Another interesting insight revealed from the table is that accounting for the region fixed effects increased the R-squared value from 0.595 to 0.700. So controlling for regional heterogeneity significantly improves explanatory power, suggesting structural differences across regions.
The most striking result is the large, and statistically significant, coefficient of mobile money adoption. A 10 percentage point increase in mobile money adoption within a country is associated with roughly a 5 percentage point increase in overall account ownership. Mobile money isn't just substituting for a bank account that would have been opened anyway, it's reaching adults who would otherwise be unbanked. (Note: that specification drops to 79 countries because mobile money data isn't reported everywhere.)
Conclusion¶
As discussed throughout the entirety of this blog, the single biggest correlate of inclusion is national income. That's the unsurprising story and it's largely a story about decades of economic development. However, we have seen a new channel emerge in the most recent decades that has had huge success in countries like Kenya. Mobile money is the clearest example we have that a country doesn't have to wait for a banking system to catch up to the rest of its economy.

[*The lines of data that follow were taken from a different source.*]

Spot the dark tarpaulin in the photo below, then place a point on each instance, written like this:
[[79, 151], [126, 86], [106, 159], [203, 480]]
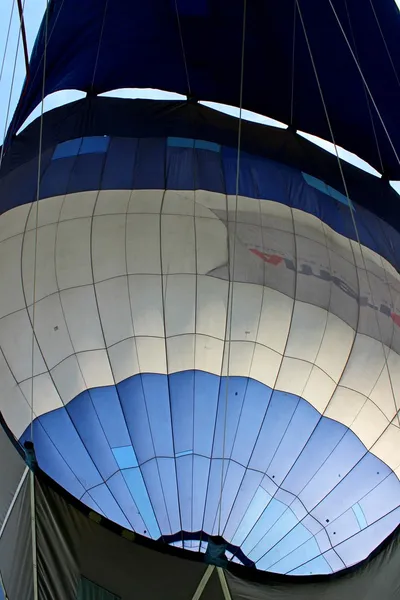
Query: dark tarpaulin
[[16, 564], [74, 542], [194, 47], [12, 467]]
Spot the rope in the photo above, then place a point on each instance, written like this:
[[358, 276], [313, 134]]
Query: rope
[[99, 44], [232, 278], [11, 90], [293, 57], [32, 475], [362, 77], [348, 200], [183, 48], [7, 40]]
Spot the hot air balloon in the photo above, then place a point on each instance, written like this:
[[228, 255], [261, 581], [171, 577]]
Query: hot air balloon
[[199, 316]]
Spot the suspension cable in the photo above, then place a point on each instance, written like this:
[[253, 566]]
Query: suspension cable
[[364, 81], [232, 277], [23, 34], [11, 91], [36, 220], [349, 202], [7, 40], [183, 48]]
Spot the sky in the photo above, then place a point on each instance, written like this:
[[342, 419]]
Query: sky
[[12, 71]]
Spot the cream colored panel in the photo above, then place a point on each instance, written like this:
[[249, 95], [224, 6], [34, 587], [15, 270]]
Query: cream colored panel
[[387, 447], [108, 246], [178, 244], [237, 361], [67, 377], [112, 202], [369, 424], [45, 276], [179, 294], [312, 288], [212, 297], [335, 348], [124, 359], [143, 243], [115, 313], [16, 343], [208, 354], [146, 201], [146, 305], [338, 244], [276, 215], [248, 210], [246, 308], [45, 395], [178, 202], [13, 221], [13, 404], [73, 257], [48, 212], [343, 290], [293, 375], [80, 204], [319, 389], [372, 322], [95, 368], [275, 320], [306, 331], [137, 355], [364, 366], [386, 392], [151, 352], [365, 258], [211, 244], [265, 365], [51, 331], [180, 353], [11, 293], [81, 314], [345, 406]]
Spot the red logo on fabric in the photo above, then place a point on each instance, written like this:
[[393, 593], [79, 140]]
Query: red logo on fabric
[[273, 259]]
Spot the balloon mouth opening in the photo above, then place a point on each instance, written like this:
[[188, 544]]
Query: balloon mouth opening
[[216, 548]]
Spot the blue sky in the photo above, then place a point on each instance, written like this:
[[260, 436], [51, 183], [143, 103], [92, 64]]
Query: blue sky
[[11, 82]]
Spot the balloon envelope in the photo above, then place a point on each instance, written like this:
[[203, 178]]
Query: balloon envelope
[[205, 362]]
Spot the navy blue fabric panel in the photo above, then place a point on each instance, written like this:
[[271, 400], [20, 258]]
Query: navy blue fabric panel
[[141, 47], [20, 188], [180, 168], [55, 180], [209, 173], [96, 144], [120, 164], [68, 148], [86, 173], [160, 163], [150, 164]]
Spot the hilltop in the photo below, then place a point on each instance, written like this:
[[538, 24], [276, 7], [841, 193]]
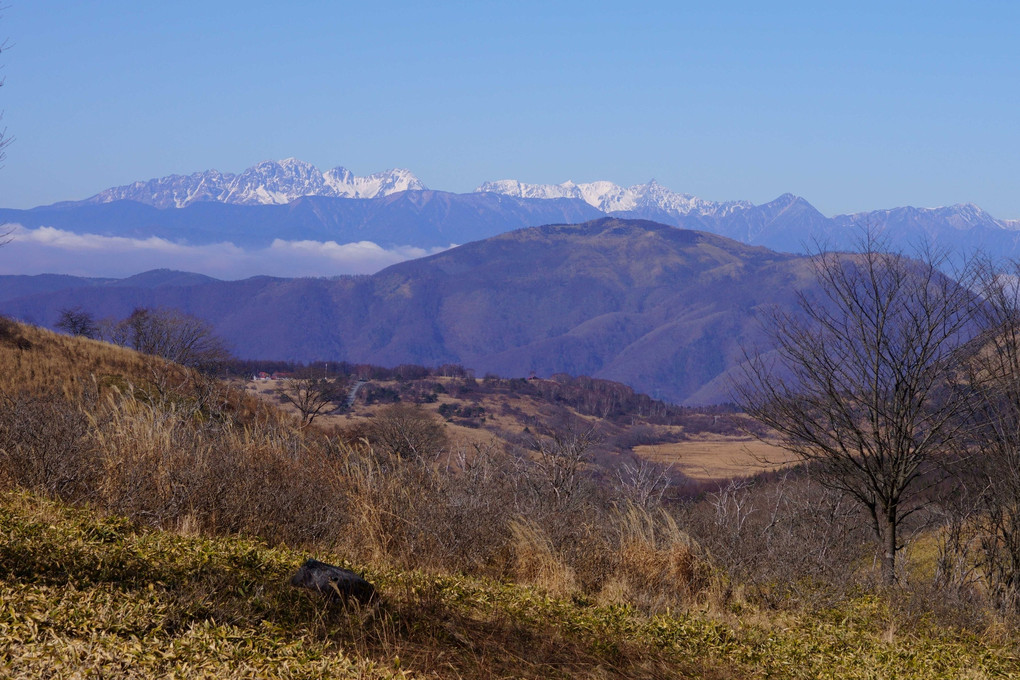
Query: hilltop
[[196, 504], [660, 309]]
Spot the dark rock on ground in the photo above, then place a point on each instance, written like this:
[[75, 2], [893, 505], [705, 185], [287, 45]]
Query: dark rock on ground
[[333, 582]]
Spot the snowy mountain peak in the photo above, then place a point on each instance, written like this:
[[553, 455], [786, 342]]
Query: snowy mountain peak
[[612, 198], [265, 182]]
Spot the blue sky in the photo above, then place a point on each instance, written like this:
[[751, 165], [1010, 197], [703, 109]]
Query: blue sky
[[854, 106]]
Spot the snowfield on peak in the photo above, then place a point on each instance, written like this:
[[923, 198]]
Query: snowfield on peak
[[612, 198], [264, 184]]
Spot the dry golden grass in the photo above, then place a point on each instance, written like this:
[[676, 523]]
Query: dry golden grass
[[710, 458], [182, 603], [53, 364]]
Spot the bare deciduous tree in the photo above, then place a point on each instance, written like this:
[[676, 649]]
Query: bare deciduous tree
[[311, 396], [175, 336], [408, 431], [77, 321], [992, 373], [860, 378]]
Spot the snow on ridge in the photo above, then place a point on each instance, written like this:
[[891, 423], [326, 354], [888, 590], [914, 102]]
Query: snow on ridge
[[609, 197], [265, 182]]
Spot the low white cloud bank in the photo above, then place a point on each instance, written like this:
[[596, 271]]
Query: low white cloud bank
[[48, 250]]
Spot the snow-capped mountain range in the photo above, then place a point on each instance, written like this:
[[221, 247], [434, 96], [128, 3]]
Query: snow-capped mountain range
[[395, 208], [268, 182], [611, 198]]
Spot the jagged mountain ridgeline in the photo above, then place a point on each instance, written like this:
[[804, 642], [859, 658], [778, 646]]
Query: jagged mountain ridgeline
[[661, 309], [292, 200]]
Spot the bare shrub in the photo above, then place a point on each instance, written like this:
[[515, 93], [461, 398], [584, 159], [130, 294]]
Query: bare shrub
[[44, 447], [407, 430], [792, 539], [538, 562]]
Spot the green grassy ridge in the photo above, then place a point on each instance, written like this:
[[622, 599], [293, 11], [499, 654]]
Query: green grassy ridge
[[86, 594]]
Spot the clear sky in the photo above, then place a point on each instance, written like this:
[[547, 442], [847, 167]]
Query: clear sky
[[854, 106]]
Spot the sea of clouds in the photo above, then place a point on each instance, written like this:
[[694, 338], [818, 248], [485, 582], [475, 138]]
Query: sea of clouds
[[48, 250]]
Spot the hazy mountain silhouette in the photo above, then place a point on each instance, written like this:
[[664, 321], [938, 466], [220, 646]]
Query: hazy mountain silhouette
[[662, 309]]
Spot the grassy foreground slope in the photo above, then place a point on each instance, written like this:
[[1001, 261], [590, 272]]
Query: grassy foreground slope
[[84, 595], [196, 584]]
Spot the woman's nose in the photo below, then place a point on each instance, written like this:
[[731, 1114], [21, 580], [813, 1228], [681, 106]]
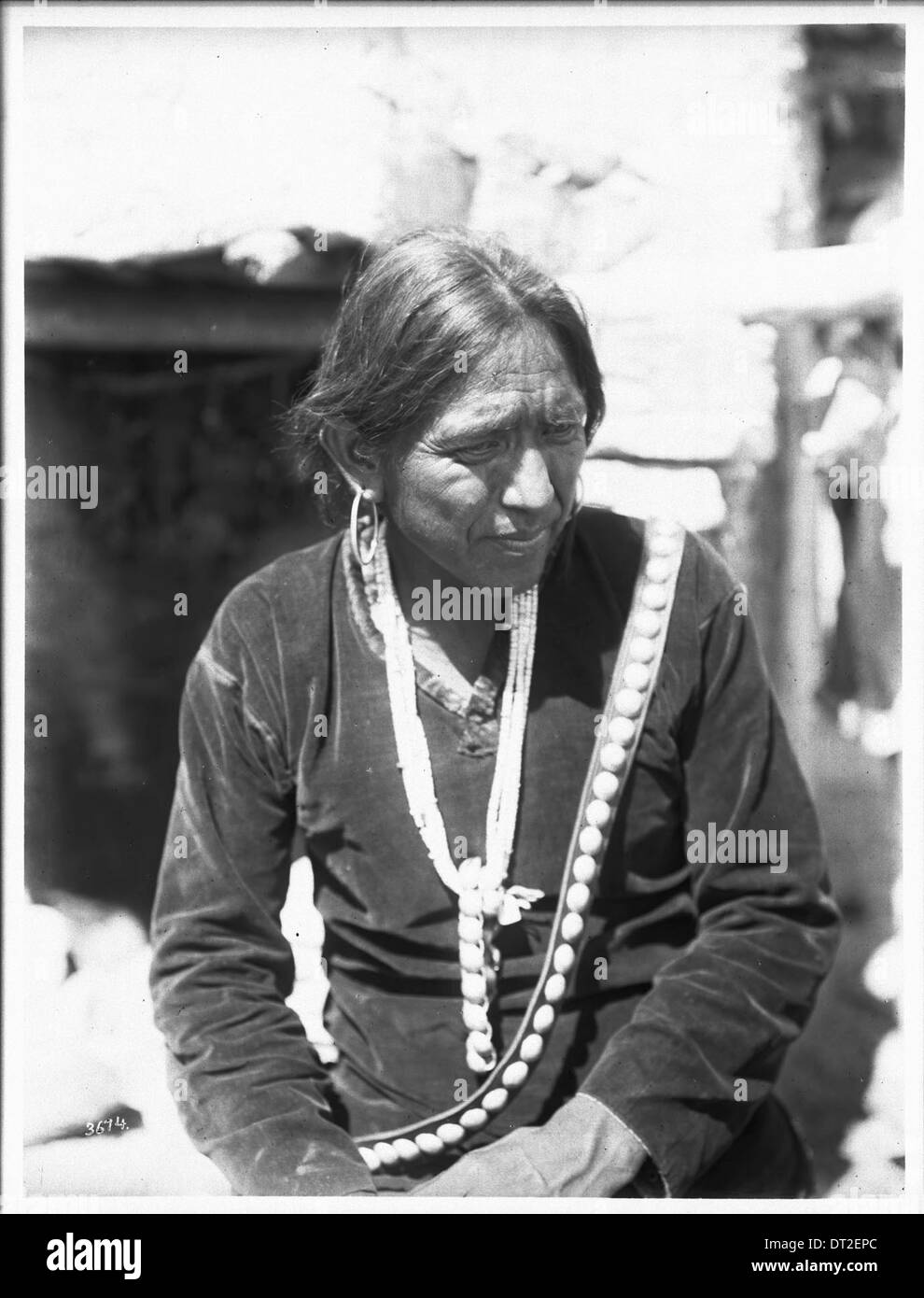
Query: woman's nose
[[528, 486]]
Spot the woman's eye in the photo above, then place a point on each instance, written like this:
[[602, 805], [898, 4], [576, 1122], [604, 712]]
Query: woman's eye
[[478, 449], [562, 431]]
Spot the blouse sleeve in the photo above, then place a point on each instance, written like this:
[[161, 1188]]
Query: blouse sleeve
[[248, 1085], [707, 1044]]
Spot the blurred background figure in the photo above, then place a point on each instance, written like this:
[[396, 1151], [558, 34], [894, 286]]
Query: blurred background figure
[[856, 453]]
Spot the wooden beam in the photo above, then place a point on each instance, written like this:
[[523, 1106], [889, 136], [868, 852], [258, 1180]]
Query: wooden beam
[[115, 318]]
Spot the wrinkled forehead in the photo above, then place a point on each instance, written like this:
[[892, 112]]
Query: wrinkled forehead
[[522, 376]]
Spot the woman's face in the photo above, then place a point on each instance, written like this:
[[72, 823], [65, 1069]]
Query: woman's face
[[484, 492]]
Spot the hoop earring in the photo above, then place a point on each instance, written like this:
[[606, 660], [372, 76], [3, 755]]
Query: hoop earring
[[365, 495]]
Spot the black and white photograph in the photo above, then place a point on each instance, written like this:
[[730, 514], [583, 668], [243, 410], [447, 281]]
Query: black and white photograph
[[462, 632]]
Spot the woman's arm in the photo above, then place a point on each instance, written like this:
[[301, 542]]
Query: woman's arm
[[248, 1085], [705, 1045], [707, 1041]]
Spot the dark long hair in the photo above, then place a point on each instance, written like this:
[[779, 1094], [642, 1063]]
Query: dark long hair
[[422, 313]]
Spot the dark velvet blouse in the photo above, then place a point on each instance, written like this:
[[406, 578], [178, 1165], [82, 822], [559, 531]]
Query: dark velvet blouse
[[694, 978]]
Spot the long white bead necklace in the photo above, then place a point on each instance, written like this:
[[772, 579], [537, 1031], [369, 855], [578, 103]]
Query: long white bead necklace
[[481, 885]]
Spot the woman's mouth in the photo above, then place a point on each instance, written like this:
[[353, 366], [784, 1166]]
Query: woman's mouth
[[522, 543]]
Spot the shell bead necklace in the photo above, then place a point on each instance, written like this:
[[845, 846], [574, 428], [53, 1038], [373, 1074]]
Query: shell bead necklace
[[483, 899]]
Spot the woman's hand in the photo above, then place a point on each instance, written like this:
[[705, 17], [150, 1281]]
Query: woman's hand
[[581, 1151]]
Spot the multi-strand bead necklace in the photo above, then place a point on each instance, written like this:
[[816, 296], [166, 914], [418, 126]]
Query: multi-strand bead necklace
[[483, 898], [614, 748]]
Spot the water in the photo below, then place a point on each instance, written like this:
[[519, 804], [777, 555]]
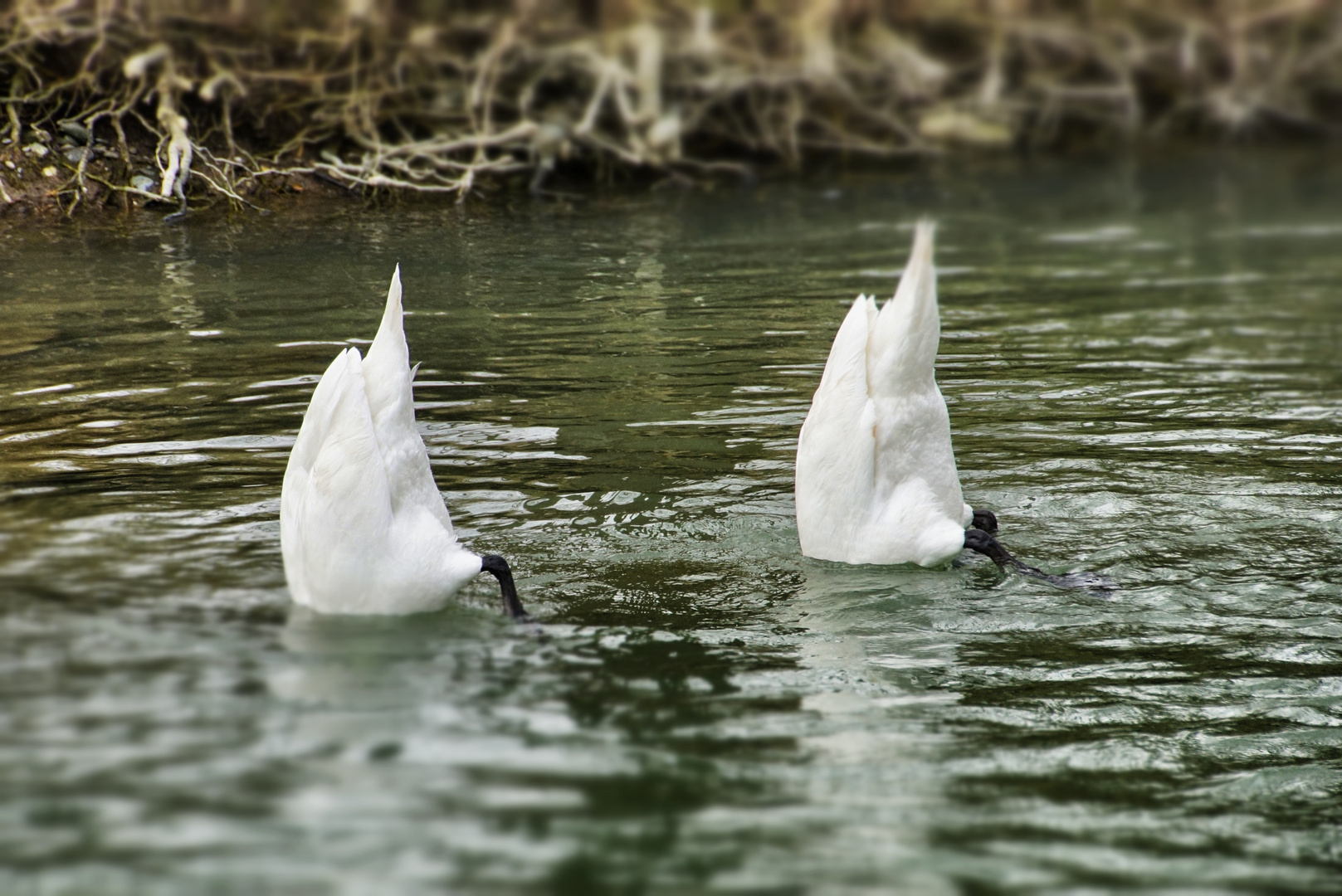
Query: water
[[1141, 363]]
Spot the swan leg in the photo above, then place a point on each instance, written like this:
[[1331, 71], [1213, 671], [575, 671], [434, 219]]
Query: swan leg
[[983, 542], [498, 567], [987, 521]]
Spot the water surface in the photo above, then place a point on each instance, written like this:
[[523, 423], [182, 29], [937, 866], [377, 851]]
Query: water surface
[[1142, 368]]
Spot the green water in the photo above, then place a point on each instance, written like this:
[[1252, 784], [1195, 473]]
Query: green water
[[1142, 368]]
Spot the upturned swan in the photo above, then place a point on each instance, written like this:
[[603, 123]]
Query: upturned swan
[[363, 526], [876, 478]]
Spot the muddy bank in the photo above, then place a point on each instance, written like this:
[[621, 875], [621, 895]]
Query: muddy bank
[[188, 104]]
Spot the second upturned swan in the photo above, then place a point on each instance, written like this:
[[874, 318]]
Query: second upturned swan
[[363, 526], [876, 478]]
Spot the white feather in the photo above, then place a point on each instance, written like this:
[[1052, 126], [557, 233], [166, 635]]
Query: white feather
[[876, 478], [363, 526]]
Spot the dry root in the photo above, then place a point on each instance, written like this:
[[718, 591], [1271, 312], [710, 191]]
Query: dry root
[[369, 95]]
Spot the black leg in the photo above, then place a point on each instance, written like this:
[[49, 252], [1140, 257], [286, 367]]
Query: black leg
[[498, 567], [981, 542], [977, 539], [987, 521]]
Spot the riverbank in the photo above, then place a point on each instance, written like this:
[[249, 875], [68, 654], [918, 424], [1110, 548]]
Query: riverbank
[[183, 105]]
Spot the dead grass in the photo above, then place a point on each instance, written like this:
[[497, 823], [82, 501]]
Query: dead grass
[[223, 97]]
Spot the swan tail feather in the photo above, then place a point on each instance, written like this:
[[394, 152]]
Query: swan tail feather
[[835, 450], [391, 398]]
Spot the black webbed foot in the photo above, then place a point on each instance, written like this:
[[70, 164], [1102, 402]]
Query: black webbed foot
[[498, 567], [987, 521], [983, 542]]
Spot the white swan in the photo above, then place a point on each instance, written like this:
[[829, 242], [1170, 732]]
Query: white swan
[[363, 526], [876, 478]]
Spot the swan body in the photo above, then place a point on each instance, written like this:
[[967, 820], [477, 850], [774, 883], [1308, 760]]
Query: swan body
[[363, 526], [876, 478]]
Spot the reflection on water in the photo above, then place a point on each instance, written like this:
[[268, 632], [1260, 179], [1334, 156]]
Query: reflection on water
[[1141, 368]]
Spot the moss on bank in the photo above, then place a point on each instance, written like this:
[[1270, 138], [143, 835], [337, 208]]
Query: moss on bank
[[191, 101]]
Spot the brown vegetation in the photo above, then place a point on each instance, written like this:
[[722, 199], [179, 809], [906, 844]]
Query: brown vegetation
[[163, 100]]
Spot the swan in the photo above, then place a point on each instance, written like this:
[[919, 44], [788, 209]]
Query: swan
[[876, 476], [363, 526]]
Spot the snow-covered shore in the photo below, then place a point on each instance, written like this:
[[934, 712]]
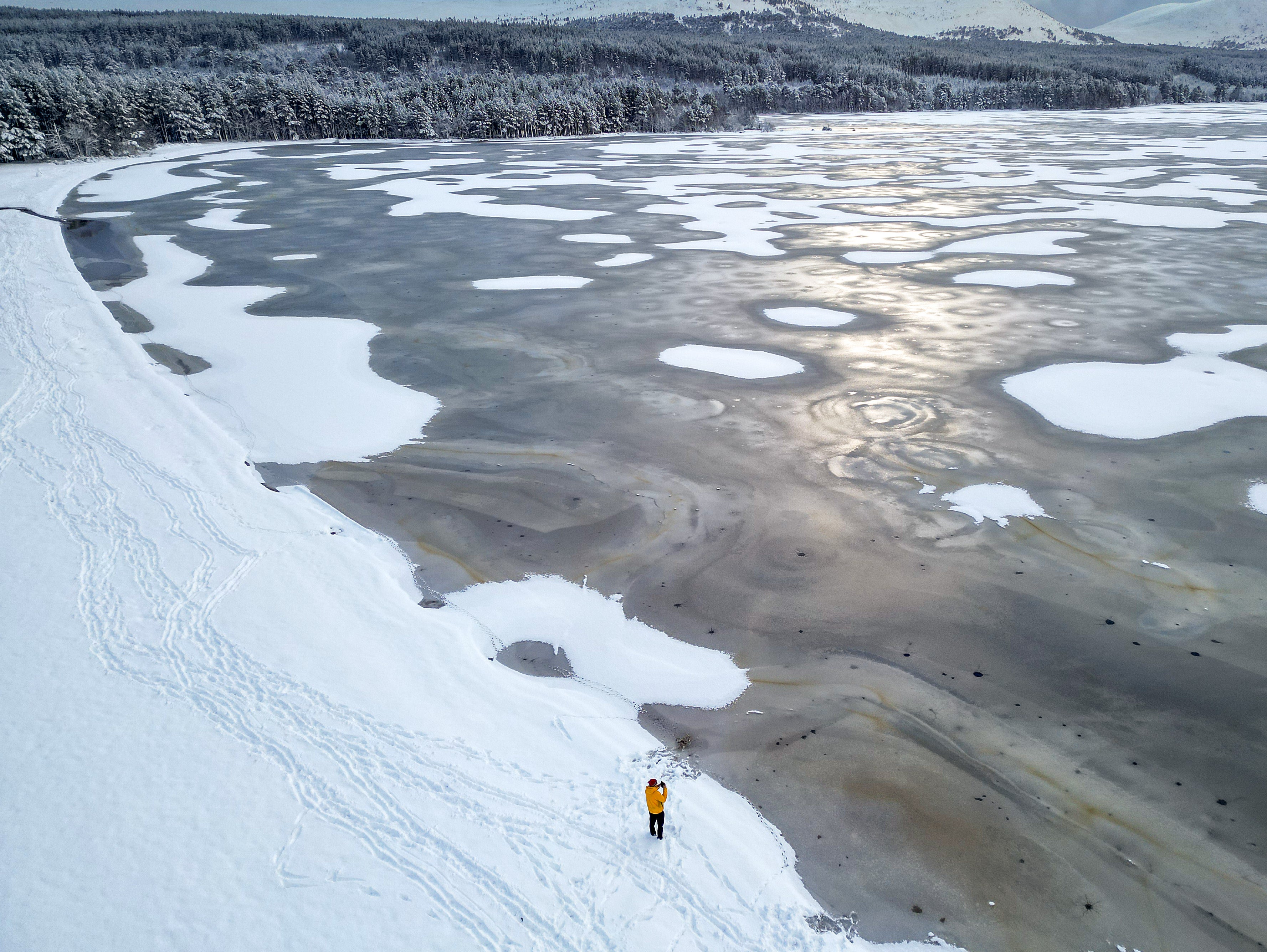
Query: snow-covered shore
[[230, 726]]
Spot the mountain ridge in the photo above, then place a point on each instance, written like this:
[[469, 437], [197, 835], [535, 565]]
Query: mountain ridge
[[957, 20], [1205, 23]]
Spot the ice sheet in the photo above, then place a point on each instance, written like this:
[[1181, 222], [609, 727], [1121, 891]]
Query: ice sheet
[[992, 500], [289, 389], [225, 221], [432, 198], [622, 260], [732, 361], [1146, 401], [148, 180], [599, 238], [530, 283], [1009, 243], [810, 317], [240, 731], [1013, 279], [352, 173]]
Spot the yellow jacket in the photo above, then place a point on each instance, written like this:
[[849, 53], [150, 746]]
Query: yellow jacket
[[656, 798]]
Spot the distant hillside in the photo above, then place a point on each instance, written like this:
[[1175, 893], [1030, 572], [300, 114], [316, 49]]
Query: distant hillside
[[1205, 23], [88, 84], [1000, 20]]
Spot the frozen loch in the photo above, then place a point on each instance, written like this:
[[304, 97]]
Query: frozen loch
[[891, 492]]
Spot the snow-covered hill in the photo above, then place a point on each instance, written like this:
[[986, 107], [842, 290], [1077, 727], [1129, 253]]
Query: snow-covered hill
[[1204, 23], [1009, 20]]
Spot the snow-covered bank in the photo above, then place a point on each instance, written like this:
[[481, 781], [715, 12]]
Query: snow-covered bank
[[231, 726]]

And then there's the demographic story. There's the gap between people with secondary education and those without, between women and men, and between the richest 60 percent and the poorest 40 percent within their own countries. These gaps won't be closed by smarter apps. Financial literacy programs, basic numeracy curricula and outreach are just some of the important steps that need to be taken.
The world has narrowed the financial inclusion gap dramatically over the last couple of decades, through the likes of state-led account drives in India and mobile money in Sub-Saharan Africa. In 2011, only around half of the world's adults held a financial account; today, that figure is closer to three-quarters. But there's still a long way to go.